Tuesday, May 01, 2007

How not to QSL

I was going to write about some thinking I've been doing for my St. Kitts trip but that will need to wait. I just finished processing another batch of QSL cards and I have some observations to make.
Let me first say that I've apologized in previous posts like this one that there were certainly things we could have done better to ensure accurate logs were kept. I will not reiterate those ideas here. The DXpedition has the responsibility to ensure that QSOs are recorded properly. After that, though, the remaining responsibilities rest largely with the operator at home to get a QSL card request together, in the format requested by the DXpedition team, to the proper QSL manager, and bundled with the correct self addressed stamped envelope or postage. We were quite specific about how QSLing would be done and what operators must do to receive a card. (The guidelines were published nearly two months before the trip.)
Most QSL card requests for the Montserrat trip were made by operators who could follow directions. For the rest, well, allow me to provide a (partial) list of ways not to QSL to a DXpedition. Here are ten easy steps to be a bad QSLer.
  1. Never visit the DXpedition web site. If you visit the web site you might see a link like QSL information. What fun would that be?

  2. Never visit QRZ.com* - Going there would point you to the correct QSL manager.

  3. Don't include postage - The DXpedition may be dedicating hundreds of hours to the planning and execution of their trip. Why not make them pay hundreds of dollars in postage costs so you and your friends can get a souvenir QSL card for free?
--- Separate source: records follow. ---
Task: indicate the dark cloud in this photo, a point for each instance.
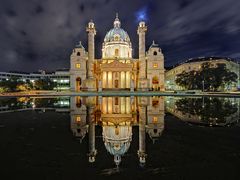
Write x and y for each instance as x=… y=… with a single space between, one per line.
x=39 y=9
x=81 y=8
x=40 y=35
x=11 y=13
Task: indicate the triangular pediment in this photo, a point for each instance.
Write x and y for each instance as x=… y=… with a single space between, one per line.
x=116 y=65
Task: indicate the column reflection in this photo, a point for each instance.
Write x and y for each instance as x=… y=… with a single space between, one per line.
x=117 y=116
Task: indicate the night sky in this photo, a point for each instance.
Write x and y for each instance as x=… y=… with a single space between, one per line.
x=40 y=34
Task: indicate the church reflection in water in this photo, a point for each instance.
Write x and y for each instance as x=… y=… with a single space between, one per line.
x=117 y=116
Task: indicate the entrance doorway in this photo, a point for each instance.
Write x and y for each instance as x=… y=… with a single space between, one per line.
x=116 y=83
x=78 y=84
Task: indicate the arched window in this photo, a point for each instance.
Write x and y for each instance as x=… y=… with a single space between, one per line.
x=116 y=52
x=155 y=80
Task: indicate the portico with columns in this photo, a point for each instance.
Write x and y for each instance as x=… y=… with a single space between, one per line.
x=117 y=69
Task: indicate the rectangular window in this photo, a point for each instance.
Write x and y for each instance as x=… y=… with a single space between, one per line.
x=78 y=119
x=78 y=65
x=155 y=65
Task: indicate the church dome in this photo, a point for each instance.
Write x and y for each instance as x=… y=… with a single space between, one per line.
x=117 y=139
x=117 y=34
x=117 y=43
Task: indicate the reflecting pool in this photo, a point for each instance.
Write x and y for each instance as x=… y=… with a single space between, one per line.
x=120 y=137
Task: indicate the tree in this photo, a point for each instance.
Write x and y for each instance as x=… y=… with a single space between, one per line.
x=213 y=77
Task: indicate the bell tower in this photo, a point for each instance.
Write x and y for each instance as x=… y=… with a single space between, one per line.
x=143 y=82
x=155 y=68
x=78 y=64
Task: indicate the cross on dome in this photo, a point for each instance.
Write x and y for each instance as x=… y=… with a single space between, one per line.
x=117 y=23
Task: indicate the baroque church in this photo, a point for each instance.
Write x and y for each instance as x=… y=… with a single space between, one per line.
x=117 y=69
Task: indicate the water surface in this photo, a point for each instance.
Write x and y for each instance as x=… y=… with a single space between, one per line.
x=119 y=137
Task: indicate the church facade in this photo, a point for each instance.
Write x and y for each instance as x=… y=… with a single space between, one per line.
x=117 y=69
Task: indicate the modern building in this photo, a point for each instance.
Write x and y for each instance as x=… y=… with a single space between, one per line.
x=61 y=77
x=117 y=69
x=195 y=64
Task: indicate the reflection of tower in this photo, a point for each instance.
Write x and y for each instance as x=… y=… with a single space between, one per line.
x=91 y=81
x=116 y=123
x=142 y=135
x=92 y=150
x=143 y=82
x=155 y=122
x=78 y=114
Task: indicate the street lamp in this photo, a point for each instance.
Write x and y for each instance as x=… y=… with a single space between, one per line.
x=202 y=85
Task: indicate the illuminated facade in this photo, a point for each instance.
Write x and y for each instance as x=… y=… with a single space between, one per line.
x=117 y=69
x=117 y=117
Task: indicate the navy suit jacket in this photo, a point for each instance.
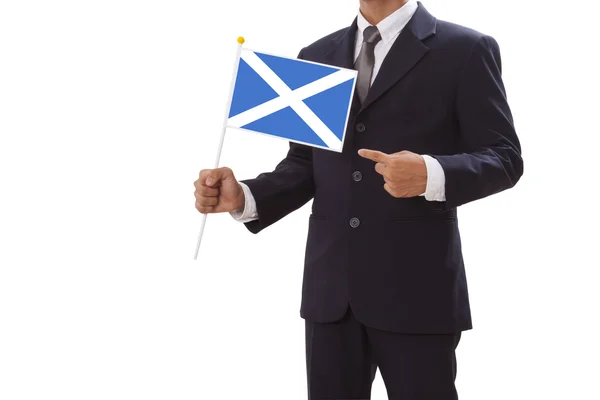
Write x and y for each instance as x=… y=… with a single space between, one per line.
x=399 y=265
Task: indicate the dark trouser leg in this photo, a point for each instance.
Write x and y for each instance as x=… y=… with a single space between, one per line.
x=416 y=367
x=338 y=360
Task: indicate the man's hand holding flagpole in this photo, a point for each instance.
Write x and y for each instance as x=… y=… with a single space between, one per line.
x=297 y=100
x=241 y=41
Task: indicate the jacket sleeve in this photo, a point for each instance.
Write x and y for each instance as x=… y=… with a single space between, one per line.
x=288 y=187
x=490 y=153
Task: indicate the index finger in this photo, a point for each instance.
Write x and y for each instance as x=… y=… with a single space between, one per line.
x=374 y=155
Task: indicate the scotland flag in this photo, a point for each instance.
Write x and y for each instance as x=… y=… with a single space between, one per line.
x=296 y=100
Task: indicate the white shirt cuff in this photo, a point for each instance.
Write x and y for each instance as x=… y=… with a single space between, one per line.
x=249 y=212
x=436 y=180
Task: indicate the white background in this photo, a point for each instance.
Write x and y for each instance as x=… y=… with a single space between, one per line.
x=109 y=109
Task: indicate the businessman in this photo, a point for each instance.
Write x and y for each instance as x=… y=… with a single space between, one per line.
x=384 y=282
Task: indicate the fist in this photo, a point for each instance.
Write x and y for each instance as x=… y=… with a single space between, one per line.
x=218 y=191
x=404 y=173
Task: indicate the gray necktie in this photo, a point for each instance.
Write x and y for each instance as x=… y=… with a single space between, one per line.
x=365 y=61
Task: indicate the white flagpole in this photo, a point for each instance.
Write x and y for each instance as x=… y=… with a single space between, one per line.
x=241 y=41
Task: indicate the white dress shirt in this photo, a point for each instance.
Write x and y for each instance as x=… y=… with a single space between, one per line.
x=389 y=29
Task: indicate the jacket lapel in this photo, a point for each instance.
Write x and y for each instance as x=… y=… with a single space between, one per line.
x=406 y=52
x=342 y=55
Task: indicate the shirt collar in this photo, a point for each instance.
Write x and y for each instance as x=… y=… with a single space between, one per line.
x=392 y=24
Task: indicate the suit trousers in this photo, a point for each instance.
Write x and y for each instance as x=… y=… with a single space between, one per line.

  4. Don't bother with an envelope - QSL managers have lots of time (and envelopes). They can fill one out for you.

  5. Don't bother double checking your card's data - Guess. Put a band and time down. See if the QSL manager will spend that few minutes searching through the logs for you.

  6. Design your card so it is pretty, but impossible to read - If your card is confusing, or your penmanship is horrific, that just means the QSL manager will spend that much more time admiring your handiwork!

  7. Design your card without your name and address on it and leave out the SASE - The envelope you sent the request in has your return address, of course, but make sure it appears nowhere else. Since QSL card requests and the envelopes are quickly separated during processing, this insures a nightmare for the QSL manager. Imagine the fun the QSL manager will have on his hands-and-knees searching through that huge pile of freshly opened envelopes for the one that matches your very special card!

  8. Send your card to the wrong QSL manager - Yup. This is tons of fun. A nice QSL manager will then need to stop what he's doing, figure out where you should have sent your request, make a new envelope for the correct QSL manager, and forward your request (with your SASE or postage) so you've got a chance of getting that card, too.

  9. Send the wrong amount of postage - Too much or too little are both good ideas! Just make sure it is wrong. Sending expired IRCs is also a good move.

  10. Pack and tape your materials so they are guaranteed to tear upon opening - This is one of the best ways to trip up your QSL adversary. It takes a little extra effort to ensure that even the most careful opening of your QSL request will result in a shredded, unreadable mess, but if that's the effect you're looking for, it will be worth it!

Obviously the above is all tongue-in-cheek, but I assure you that I saw, or handled, at least one of every category above in this effort. My system is pretty good. I can fulfill about 25 QSL card requests per hour of effort assuming there are no data errors (not in log) and everybody provides an SASE or self-addressed envelope. The exceptions, the "not in log" problems, wrong band, wrong mode, and the myriad of problems listed above really gum-up the process, though.
Being a QSL manager will be, even for a modestly sized DXpedition, a tremendous amount of work. The work is enjoyable and rewarding. It is also extremely time consuming. Certainly, no one should undertake this responsibility unless they are patient, thorough, and willing to do the work over a long period of time. Request may come in years after the event.

I'll return to my St. Kitts planning and some thoughts about Dayton tomorrow.

* Actually, VP2MST had "QSL via AB7ST" in his QRZ entry. Oops. I didn't notice that until tonight.


Blogger Unknown said...

Seems like a good argument for electronic QSLing to me. I'm only an occasional operator, yet I still find filling out QSLs a bore. Electronic QSLs save time, paper and postage. It's a no-brainer to me.